The goal for Mark was to be ready by June 1 ahead of the 2022-23 season, Houston said. Mark reached that goal, and he was able to finally put the shoulder troubles behind him. Entering the new basketball year, however, Mark had to catch up in some ways on the court.
“Tramon was so further behind than Jamal [Shead] and Marcus [Sasser],” Sampson said. “He was nowhere close to their level when the season started.”
This season has been a year of growth for Mark as an overall basketball player. When he came out of high school, he was a strong scorer, but he didn’t understand shot selection, Sampson said. A lot of the kids out of high school don’t.
“He [had] to get back up to speed and then the season started,” Sampson said. “He’s had some OK games. Then some other games where he just wasn’t making the right play. There is always one game that is going to be pivotal in your schedule in nonconference. Every year there is one game where you are going to get exposed to some things you need to be exposed on.”
For Houston, and Mark, that game was against Alabama.
“After the Alabama game, that was a great pivot for us,” Sampson said.
One of the emphases the Houston Cougars have had on offense since the battle with the Crimson Tide has been on ball movement and making the right plays.
For Mark, the emphasis has been on getting the ball to the rim, using his right hand more, and making the right plays, Sampson said. A goal that not only takes time but is happening simultaneously with 12 others on the roster focusing on their own goals too.
“It’s just like all these satellites orbiting in space,” Sampson said. “You’re trying to get them all to stop and get together, and it takes a long time to do that. You have to let them make mistakes. You have to let them have success. There’s no period at the end of what we are doing, but the commas are less frequent now, and I think the guy that has helped us with that is Tramon. He’s doing a better job of making the right play instead of just premeditating his plays.”
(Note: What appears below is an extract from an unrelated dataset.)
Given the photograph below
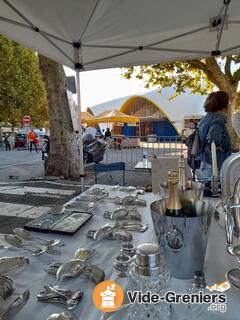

Now entering his fourth full semester of college basketball, excluding the seven games he played in the 2021-22 year, Mark is beginning to feel a comfort level on the court.
“I think the game is actually slowing down for me a little bit,” Mark said. “It’s just easier for me to make reads, deciding whether to shoot the ball, pass the ball; I think it is getting a lot easier for me. Going forward, I’m going to continue to work at it, but I think it’s been a lot easier for me.”